The army discussed giving blankets that were collected from soldiers who had died of smallpox to Indians. Nobody can prove that they did it, but it is a fact that they seriously considered it.
Yeah and? biological warfare of this nature goes back at least as far as Genghis Khan and even if it did happen it doesn't support a case for an accusation of genocide, one might label it an "atrocity" or an "act of barbarism" but that's as far as it goes without some evidence that it was carried out as a deliberate policy designed to exterminate the Native Americans.
If you want to split hairs about whether or not the systematic slaughter of indians was genocide, or not, be my guest.

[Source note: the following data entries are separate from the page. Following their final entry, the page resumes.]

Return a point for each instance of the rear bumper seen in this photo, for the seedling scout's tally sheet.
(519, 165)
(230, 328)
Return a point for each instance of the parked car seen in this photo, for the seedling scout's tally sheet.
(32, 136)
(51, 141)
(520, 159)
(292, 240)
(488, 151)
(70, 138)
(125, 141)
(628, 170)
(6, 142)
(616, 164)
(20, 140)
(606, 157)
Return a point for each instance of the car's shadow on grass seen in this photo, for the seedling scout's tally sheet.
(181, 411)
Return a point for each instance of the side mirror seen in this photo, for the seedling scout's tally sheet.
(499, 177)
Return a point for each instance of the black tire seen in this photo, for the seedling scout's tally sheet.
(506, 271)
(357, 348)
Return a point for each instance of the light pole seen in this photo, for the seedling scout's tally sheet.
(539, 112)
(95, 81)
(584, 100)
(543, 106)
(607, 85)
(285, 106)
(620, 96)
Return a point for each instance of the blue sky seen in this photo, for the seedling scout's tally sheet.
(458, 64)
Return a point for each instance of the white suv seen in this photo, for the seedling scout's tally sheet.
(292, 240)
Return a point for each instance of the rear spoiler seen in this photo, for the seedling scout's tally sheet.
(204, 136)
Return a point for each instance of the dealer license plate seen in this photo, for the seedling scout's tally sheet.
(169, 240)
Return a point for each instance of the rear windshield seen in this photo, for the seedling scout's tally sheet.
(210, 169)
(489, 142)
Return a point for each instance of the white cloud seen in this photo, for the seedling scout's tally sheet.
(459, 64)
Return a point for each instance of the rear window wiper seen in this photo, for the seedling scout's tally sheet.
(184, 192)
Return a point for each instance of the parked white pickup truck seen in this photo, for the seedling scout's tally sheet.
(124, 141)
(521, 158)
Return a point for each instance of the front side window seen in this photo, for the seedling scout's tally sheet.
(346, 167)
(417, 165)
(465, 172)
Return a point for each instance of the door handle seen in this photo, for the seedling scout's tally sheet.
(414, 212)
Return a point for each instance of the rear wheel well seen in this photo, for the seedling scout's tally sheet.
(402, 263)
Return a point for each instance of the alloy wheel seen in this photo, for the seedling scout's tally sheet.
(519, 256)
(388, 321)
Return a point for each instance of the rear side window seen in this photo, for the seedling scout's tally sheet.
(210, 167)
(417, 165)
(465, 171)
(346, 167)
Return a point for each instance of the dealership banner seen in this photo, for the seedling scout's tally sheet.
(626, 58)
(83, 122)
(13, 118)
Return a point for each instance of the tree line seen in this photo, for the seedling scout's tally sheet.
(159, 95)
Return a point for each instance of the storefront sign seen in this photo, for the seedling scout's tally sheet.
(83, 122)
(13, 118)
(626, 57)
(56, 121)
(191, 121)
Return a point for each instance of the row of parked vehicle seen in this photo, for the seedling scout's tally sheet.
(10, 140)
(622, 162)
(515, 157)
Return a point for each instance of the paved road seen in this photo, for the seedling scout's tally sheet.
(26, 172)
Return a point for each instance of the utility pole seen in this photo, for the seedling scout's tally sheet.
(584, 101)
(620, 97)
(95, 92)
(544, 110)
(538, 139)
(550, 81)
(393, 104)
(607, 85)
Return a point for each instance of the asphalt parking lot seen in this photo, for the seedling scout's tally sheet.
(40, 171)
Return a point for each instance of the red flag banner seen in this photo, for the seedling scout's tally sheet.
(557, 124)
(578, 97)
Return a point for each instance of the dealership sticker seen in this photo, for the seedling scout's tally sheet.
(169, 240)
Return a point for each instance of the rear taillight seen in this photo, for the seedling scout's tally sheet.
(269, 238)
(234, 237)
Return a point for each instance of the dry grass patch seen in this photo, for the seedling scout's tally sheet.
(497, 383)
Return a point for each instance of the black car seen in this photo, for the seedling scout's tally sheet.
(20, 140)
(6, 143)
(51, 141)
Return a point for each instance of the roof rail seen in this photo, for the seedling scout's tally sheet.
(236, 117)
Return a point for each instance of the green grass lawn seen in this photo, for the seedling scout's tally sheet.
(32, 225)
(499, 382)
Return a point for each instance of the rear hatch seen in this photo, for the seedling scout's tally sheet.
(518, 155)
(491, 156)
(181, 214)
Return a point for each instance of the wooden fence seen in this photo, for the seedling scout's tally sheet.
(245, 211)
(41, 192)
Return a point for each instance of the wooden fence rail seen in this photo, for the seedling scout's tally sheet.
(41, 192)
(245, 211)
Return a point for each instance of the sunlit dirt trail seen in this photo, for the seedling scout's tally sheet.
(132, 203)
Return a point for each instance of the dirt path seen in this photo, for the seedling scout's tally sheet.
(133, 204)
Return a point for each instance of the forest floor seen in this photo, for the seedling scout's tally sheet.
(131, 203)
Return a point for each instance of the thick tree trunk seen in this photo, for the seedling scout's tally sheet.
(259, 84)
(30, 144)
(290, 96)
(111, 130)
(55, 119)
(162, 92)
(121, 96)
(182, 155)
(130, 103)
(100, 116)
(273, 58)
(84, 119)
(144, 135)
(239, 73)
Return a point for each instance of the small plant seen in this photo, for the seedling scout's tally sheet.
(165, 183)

Since when is adhering to the actual meaning of words instead of just making up definitions as we go along "splitting hairs"? By continuing to blatantly misuse the term you diminish the importance and impact of the cases of ACTUAL genocide that have taken place.
When Andrew Jackson banished all tribes east of the Mississippi river, he did not even differentiate between those that were literate, and farmed their own land, from those that hunted on reservations. The death rate on the Trail of Tears was horrific.

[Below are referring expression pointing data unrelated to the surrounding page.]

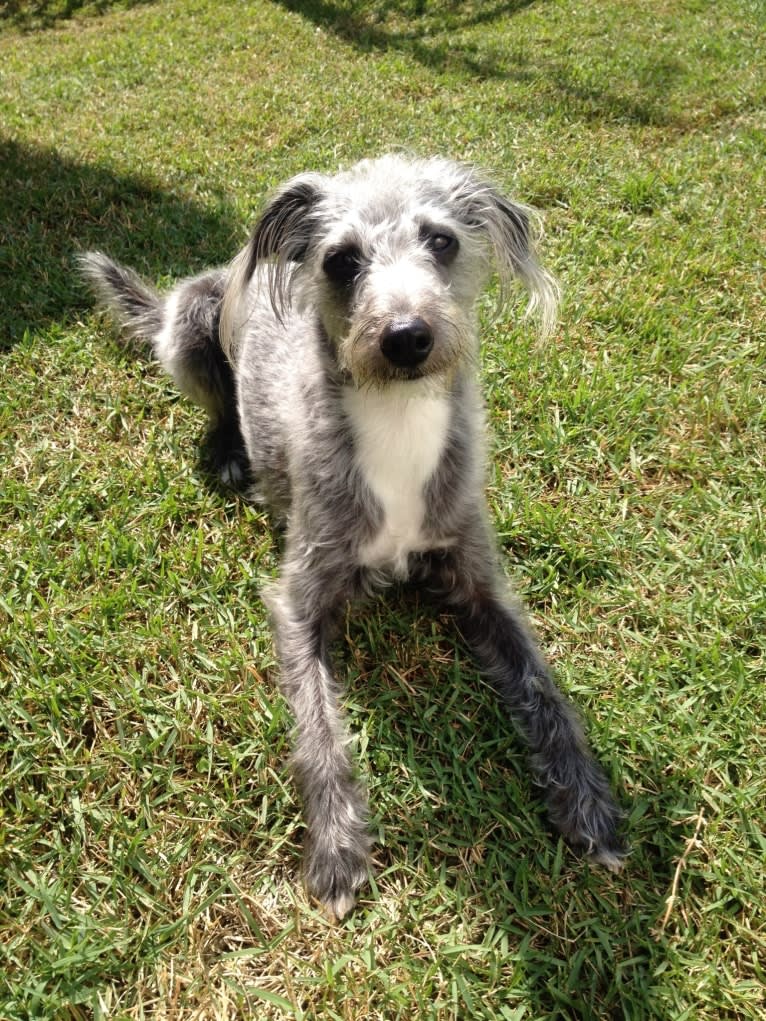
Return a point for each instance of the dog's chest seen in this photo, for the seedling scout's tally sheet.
(399, 438)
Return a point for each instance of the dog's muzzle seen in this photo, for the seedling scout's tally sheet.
(407, 342)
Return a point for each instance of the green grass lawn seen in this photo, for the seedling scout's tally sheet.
(149, 831)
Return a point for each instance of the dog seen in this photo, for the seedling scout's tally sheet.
(336, 357)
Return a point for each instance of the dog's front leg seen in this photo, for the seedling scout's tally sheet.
(579, 800)
(337, 854)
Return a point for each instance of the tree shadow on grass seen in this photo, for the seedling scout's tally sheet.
(51, 208)
(32, 14)
(429, 33)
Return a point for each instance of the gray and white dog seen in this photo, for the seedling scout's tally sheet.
(337, 358)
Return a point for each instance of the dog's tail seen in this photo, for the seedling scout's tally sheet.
(138, 306)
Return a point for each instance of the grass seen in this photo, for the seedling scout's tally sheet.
(149, 833)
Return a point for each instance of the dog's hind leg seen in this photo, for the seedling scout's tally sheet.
(182, 332)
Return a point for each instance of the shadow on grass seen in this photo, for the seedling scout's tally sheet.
(428, 33)
(51, 208)
(31, 14)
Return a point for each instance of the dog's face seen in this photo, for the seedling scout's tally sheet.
(392, 255)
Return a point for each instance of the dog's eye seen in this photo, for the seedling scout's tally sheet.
(342, 265)
(443, 246)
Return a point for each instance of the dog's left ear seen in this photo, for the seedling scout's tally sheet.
(511, 230)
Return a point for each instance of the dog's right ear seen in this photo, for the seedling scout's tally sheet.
(281, 237)
(287, 224)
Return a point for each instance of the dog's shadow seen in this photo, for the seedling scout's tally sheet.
(52, 207)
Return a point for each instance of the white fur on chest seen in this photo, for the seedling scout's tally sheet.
(399, 435)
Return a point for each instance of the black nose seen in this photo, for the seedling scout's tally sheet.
(407, 342)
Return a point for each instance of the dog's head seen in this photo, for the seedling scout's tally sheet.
(392, 255)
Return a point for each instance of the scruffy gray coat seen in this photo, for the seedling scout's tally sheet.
(337, 357)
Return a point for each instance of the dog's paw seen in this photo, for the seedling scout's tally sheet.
(586, 815)
(334, 875)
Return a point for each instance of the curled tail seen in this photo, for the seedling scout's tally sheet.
(182, 331)
(137, 305)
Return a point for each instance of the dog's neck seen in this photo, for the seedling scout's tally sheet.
(399, 435)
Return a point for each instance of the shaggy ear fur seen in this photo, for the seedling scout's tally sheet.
(281, 237)
(511, 230)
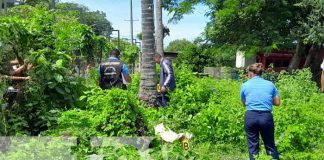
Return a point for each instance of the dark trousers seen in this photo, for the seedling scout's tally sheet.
(162, 100)
(260, 122)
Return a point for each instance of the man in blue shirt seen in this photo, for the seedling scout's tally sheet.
(113, 73)
(258, 96)
(167, 79)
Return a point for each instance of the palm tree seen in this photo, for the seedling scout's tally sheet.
(147, 90)
(159, 35)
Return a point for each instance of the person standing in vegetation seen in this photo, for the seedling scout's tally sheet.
(17, 75)
(167, 79)
(113, 73)
(322, 77)
(258, 96)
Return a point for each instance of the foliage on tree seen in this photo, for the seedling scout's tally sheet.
(95, 19)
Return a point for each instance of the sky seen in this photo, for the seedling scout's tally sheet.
(118, 13)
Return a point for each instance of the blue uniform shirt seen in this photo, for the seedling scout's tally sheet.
(125, 70)
(258, 94)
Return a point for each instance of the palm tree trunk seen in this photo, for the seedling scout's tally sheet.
(159, 27)
(147, 90)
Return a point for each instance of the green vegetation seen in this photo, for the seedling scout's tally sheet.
(60, 103)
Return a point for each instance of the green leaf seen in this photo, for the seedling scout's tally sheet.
(58, 78)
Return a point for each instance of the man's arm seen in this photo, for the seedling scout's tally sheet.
(242, 95)
(276, 98)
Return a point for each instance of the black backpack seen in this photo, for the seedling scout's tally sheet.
(111, 74)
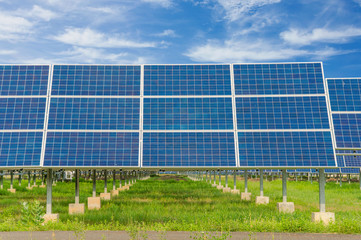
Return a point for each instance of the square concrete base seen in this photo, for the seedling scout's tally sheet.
(262, 200)
(226, 189)
(114, 192)
(94, 203)
(235, 191)
(325, 217)
(246, 196)
(286, 207)
(54, 217)
(76, 208)
(105, 196)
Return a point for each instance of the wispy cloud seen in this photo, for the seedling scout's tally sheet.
(235, 9)
(248, 51)
(301, 37)
(86, 37)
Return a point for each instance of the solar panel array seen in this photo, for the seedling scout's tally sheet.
(345, 101)
(216, 115)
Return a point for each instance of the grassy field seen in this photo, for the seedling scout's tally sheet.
(176, 203)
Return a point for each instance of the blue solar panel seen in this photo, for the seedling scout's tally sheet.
(282, 113)
(345, 94)
(295, 78)
(187, 113)
(187, 149)
(96, 80)
(20, 148)
(286, 149)
(187, 80)
(92, 149)
(94, 113)
(347, 130)
(22, 113)
(23, 80)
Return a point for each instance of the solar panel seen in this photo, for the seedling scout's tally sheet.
(96, 80)
(22, 80)
(173, 80)
(286, 149)
(306, 112)
(20, 148)
(295, 78)
(94, 113)
(186, 149)
(108, 149)
(345, 94)
(22, 113)
(187, 113)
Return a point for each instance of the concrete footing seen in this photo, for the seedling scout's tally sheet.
(286, 207)
(105, 196)
(246, 196)
(262, 200)
(94, 203)
(76, 208)
(114, 193)
(53, 217)
(235, 191)
(325, 217)
(227, 189)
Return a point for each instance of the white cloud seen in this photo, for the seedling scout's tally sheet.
(300, 37)
(163, 3)
(235, 9)
(242, 51)
(86, 37)
(167, 33)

What does that have to do with genocide? We could spend all year discussing how conquered populations have been ill-treated by their conquerors going back to the beginning of recorded human history. The native Americans represent a group of conquered civilizations, their civilizations were too weak to defend themselves from the Europeans and thus they join a very long list of others that met the same fate and I don't see anybody weeping for say the Etruscans or the Hittites, what makes Native Americans so special?